Samuel Mumma‘s name does appear on the Lykens G.A.R. Monument as shown above. Also appearing on the monument is the name of Mort Mumma. It must be concluded that the Samuel Mumma whose name is on the Lykens G.A.R. Monument is the Samuel Mumma who served in the 10th Pennsylvania Infantry and is the same person who was born in 1822 and is buried at the Odd Fellows’ Cemetery in Lykens.
Genealogical information about this Samuel Mumma indicates that some time around 1839, he married Anne Dallas (1819-1898) and had at least 11 known children with her. In a search of the pension records of the Civil War, the following index card was located in the Ancestry.com records:
On 18 July 1890, nearly 20 years after the death of her husband, widow Anne Mumma applied from Pennsylvania for pension benefits based on Samuel’s service in Company F, 10th Pennsylvania Infantry. She received those benefits and collected them until her death.
Unfortunately, nothing has been located to indicate who Samuel Mumma‘s parents were, or where he came from prior to settling in Lykens. The earliest pre-Civil War census located for him was 1860 where he is found with Anne and 9 children, living in Wiconisco Township, Dauphin County, where he gave his occupation as powder maker. The surname of the family in that census is “Mumy,” but it is clearly the same family. This spelling appears to be a slight discrepancy, but on closer examination and inclusion of other evidence, proves to be a major problem in tracing the roots of this family.
As mentioned above, the name of Mort Mumma also appears on the Lykens G.A.R. Monument. No person of that name has been located in the Civil War records. However, the following card was located at the Pennsylvania Archives:
The card states that Martin Mummy enrolled at Lykenstown, on 15 June 1863, in the 26th Pennsylvania Infantry (Emergency of 1863), Company D, as a Private, and was mustered into service on 19 June 1863 at Harrisburg. He was 18 years old at the time and served though the emergency until his discharge occurred on 30 July 1863.
For his service at Gettysburg, Martin Mummy is recognized on the Pennsylvania Memorial tablet for the 26th Pennsylvania Militia.

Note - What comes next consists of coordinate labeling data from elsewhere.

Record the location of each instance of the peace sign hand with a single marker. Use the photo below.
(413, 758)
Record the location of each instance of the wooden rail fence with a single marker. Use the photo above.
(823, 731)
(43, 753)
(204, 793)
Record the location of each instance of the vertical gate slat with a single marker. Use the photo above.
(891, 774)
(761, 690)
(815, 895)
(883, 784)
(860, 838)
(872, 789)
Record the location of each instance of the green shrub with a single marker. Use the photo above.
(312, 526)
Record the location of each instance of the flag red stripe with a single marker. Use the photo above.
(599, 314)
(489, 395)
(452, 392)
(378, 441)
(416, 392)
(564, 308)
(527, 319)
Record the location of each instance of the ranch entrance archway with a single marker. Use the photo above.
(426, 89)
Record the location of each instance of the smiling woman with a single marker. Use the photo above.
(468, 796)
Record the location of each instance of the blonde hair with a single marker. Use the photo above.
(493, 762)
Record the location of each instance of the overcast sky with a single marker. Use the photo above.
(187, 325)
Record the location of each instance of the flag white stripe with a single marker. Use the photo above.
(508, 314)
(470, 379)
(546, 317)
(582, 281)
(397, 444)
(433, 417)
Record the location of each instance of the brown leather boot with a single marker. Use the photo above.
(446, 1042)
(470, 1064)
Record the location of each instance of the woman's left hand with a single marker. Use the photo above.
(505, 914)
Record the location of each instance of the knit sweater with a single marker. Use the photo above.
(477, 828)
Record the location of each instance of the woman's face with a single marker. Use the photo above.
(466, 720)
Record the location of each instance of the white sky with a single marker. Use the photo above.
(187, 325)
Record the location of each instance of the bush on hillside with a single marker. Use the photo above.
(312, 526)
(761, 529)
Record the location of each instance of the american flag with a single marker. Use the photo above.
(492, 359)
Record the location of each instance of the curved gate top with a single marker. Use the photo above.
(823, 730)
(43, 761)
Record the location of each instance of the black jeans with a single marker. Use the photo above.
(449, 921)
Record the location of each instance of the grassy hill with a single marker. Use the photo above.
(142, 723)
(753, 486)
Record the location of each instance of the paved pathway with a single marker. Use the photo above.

In re-examining the 1860 Census for Wiconisco Township, Martin Mummy appears as Martin Mumy, 14 year old son of Samuel Mumy, the powder maker, for whom it has been determined was the Civil War veteran who served in the 10th Pennsylvania Infantry as Samuel Mumma. Therefore, Martin Mumy or Mummy, the son, was also a Civil War soldier, and is most likely the Mort Mumma whose name appears on the Lykens G.A.R. Monument.
This surname-spelling-confusion continued to the death of Martin Mumma, who is buried at the Lykens Odd Fellows’ Cemetery with a grave marker reading “Mumma.”
An explanation of this Mumma-Mummy confusion comes from a historian of the Mumma family:
Samuel Mumma is not a MUMMA. He is a MUMMY descendant. Samuel was not literate. His surname was recorded as “Mumy” in the 1860 census. When he enlisted in the Civil War, he went to Harrisburg and spoke his name. Needless to say, in Harrisburg, his surname sounded like “MUMMA” to the recruiters and that is how his surname was recorded.
I tested one of Samuel’s descendants and his DNA was not a match to the Mumma family DNA fingerprint, but did match the Mummy family that I had also tested. I was totally surprised. So, ALL of Samuel’s descendants spell the “Mummy” surname incorrectly as “Mumma.” Isn’t science great!!! DNA testing is proof positive.
The above information was forwarded in 2015 to the Civil War Project by Roger Cramer, noted historian and genealogist of the Lykens Valley, who received the information from Doug Mumma, the Mumma family historian who had the DNA testing done.